Conversion rate tracking by surgeon is a credentialing metric. Typical benchmarks:
- Robotic cholecystectomy: <5% conversion rate
- Robotic colectomy: <5-10%
- Robotic prostatectomy: <1-2%
Step 5: Device Safety and Adverse Event Reporting
System Fault Documentation
If any system fault occurs during the case, document:
- Fault type (software error, arm collision, instrument fault, vision system error)
- Time of occurrence and duration of interruption
- Resolution (auto-resolved, manual reset, instrument change, system restart)
- Impact on patient care (none, delay, additional port, conversion)
- Whether biomedical engineering was notified
FDA MedWatch Reporting Criteria
Report to FDA (MedWatch Form 3500A) if the device malfunction:
- Caused or contributed to patient death
- Caused or contributed to serious patient injury
- If the malfunction were to recur, could cause death or serious injury
Instrument Life Tracking
Document instrument usage for lifecycle management:
- Each da Vinci instrument has a use-life limit (typically 10 uses)

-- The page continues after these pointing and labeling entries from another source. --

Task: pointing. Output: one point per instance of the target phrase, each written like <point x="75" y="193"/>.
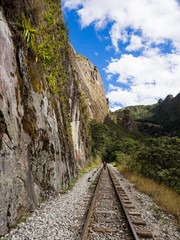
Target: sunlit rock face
<point x="92" y="88"/>
<point x="36" y="157"/>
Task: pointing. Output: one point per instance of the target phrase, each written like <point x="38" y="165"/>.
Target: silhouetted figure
<point x="104" y="165"/>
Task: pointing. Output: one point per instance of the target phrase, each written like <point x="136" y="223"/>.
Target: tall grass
<point x="165" y="197"/>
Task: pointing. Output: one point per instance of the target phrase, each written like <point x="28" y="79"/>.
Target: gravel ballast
<point x="57" y="219"/>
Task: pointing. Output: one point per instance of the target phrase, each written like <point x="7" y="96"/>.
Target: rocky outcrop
<point x="92" y="88"/>
<point x="44" y="134"/>
<point x="158" y="119"/>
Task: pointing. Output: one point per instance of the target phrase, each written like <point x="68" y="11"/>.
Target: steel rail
<point x="91" y="210"/>
<point x="123" y="207"/>
<point x="89" y="217"/>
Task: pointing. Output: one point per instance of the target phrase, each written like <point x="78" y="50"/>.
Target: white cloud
<point x="156" y="19"/>
<point x="135" y="43"/>
<point x="138" y="25"/>
<point x="149" y="78"/>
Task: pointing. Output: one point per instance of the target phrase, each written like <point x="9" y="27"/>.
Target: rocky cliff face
<point x="43" y="117"/>
<point x="92" y="88"/>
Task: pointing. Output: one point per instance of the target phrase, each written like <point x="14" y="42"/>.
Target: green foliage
<point x="29" y="32"/>
<point x="155" y="158"/>
<point x="160" y="160"/>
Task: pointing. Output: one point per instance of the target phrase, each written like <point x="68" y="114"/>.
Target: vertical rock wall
<point x="37" y="152"/>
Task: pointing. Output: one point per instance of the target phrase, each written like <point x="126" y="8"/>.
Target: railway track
<point x="111" y="214"/>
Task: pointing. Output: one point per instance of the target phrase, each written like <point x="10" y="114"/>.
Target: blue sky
<point x="134" y="43"/>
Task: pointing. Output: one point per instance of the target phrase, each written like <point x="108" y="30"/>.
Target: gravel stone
<point x="62" y="217"/>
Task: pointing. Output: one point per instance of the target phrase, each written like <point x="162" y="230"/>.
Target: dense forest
<point x="157" y="158"/>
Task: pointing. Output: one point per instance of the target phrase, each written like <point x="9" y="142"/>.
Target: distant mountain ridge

- Document instrument serial number and use count
- Report instruments nearing end-of-life to sterile processing
- Never use an instrument beyond its rated life — this is both a safety and liability issue
Credentialing Documentation
Maintain for each surgeon:
- Case log with procedure type, console time, and outcomes
- Proctoring records (proctor name, case count, sign-off)

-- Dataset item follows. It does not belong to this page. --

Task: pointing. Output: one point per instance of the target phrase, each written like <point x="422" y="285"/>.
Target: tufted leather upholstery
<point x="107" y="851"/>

- Complication rates including conversions
- Annual robotic volume (most institutions require minimum annual case volume for continued privileges)
Checkpoint B: Post-Draft Alignment (Mandatory)
- Is the robotic system identified by platform, model, and serial number?
- Are operative timing metrics documented (docking time, console time, total operative time)?
- Does the operative report include robotic-specific technique elements (port placement, arm assignments, instruments)?
- If conversion occurred, is the reason, timing, and decision-making documented?
- Have any system faults or device malfunctions been documented and reported per institutional protocol?
Quality Audit
Guidelines
- Always document the robotic system serial number — this is required for device tracking, adverse event reporting, and warranty claims. The circulating nurse should record this on the intraoperative documentation.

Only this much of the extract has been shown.